Chicagoans, the holidays are upon us! It's time to preheat the ovens, stock up on sugary sprinkles and break out the gelatin molds. Let's investigate holiday treats from years past using materials in Special Collections.
The recipe compilers of The Old Town Dawn Until Dawn Cookbook perhaps best sum up our collective experience in the introduction describing traditional recipes and preparations as "borrowed, begged, stolen, adapted and in a few instances re-created."

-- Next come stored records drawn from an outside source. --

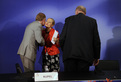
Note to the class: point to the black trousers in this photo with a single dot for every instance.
(76, 65)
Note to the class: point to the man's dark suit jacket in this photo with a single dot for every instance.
(79, 38)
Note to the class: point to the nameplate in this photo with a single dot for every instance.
(46, 76)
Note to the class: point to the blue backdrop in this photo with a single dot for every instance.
(15, 15)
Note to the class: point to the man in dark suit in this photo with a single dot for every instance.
(80, 42)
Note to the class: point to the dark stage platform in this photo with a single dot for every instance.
(64, 77)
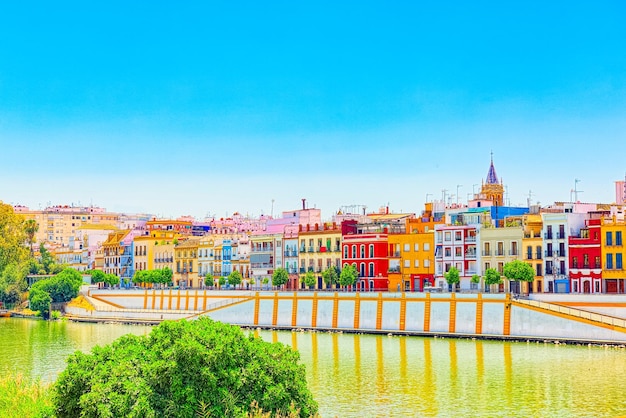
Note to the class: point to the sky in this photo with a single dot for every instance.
(206, 108)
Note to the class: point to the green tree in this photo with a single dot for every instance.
(280, 277)
(97, 276)
(180, 367)
(517, 270)
(309, 279)
(492, 278)
(12, 238)
(348, 276)
(330, 276)
(31, 227)
(40, 301)
(234, 278)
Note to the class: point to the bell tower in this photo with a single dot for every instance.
(492, 188)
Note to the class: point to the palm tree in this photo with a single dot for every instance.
(31, 227)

Chicago's community cookbooks showcase an abundance of sweet holiday indulgences that you can try out. The 1979 cookbook from Fellowship Missionary Baptist Church includes Almi's Heavenly Pie. With heavy cream and strawberries, it's sure to put you in the good graces of your guests.
And despite being the subject of endless jokes, the fruitcake makes multiple appearances. Over 2,000 years since its invention in Ancient Rome, the variations on fruitcake are equally vast. When the Chicago Public Library staff issued its own cookbook, At Home on the Range, in the 1940s, it referenced two recipes. Each one contains a page-long list of candied fruits and nuts that are opulently spiced, soaked in spirits and drizzled with icing.

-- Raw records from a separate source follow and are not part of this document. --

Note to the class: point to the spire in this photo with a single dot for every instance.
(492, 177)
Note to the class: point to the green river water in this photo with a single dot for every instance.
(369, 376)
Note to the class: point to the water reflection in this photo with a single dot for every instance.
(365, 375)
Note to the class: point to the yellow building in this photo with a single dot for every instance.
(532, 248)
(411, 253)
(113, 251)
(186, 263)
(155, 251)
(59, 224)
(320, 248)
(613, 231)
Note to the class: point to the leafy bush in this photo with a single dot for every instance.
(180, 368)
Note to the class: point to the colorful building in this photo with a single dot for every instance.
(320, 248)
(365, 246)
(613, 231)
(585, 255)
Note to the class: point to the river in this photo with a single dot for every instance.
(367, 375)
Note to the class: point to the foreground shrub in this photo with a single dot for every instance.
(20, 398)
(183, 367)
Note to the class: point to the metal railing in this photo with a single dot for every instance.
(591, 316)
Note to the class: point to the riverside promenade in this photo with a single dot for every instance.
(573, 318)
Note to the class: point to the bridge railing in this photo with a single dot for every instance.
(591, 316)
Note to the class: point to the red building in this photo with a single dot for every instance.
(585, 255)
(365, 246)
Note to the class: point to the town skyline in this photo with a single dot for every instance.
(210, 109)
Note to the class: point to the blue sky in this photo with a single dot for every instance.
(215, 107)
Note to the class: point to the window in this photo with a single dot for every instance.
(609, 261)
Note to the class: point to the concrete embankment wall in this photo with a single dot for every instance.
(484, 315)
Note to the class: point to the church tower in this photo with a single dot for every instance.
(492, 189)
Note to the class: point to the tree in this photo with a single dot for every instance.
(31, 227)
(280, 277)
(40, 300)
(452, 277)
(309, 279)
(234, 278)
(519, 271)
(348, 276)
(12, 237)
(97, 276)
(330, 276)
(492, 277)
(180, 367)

Maybe you need ideas for party favors? The recipe ideas in the P.F. Volland Company's 1925 Calendar of Entertainments have matching party guides. For the Santa Claus Party for the School Set, the authors suggest the prize "should be a popcorn Santa modeled from corn which has been dipped in pink sugar syrup."
The search for healthier ingredients began as early as 1910 when a number of new products sought to replace lard (a product made from pig fat) as an ingredient. Chicago's N.K. Fairbank Company produced the Home Helps booklet of popular recipes using their lard substitute made from cotton oil. Home economist Mrs. Helen Armstrong described Cottolene as "wholesome." By 1936, a similar promotional strategy was underway for another new margarine, this one vegetable-based. Its substitution into recipes promised such a successful coffee cake or cream filling that the product was named Jelke's GOOD LUCK Vegetable Oleomargarine.
On the preparation front, we take for granted that ingredients can now be bought already shredded, chopped or sliced. A few featured products in the M.E. Page Confectionery Company's 1894 trade catalog caught my attention. Few of us have a candy hatchet in our silverware drawers or a Hand-powered Cocoanut Grater on our counters. Likewise, the combined functions of the Fruit, Lard and Jelly Press or the Great American Liquor Shaker that could create a milk shake, a fancy drink or frosting are all easily managed by the less cumbersome blender.
As today, hours bent over a hot appliance weren't always appealing. In 1910, the Hotel Del Prado, at 59th Street and Dorchester Avenue in Hyde Park, offered multi-course holiday dinners. Its menu features both darkly humorous illustrations and 11 dessert options, which included pumpkin pie and a jolly English plum pudding with brandy sauce. There were also specialty shops, such as noted candy-maker Emil J. Brach's Palace of Sweets, that served bonbons, sundaes and more. Open year-round, his store was on the corner of North Avenue and Towne Street with a dentist conveniently next door.
We'd like to know, what's on your holiday menu?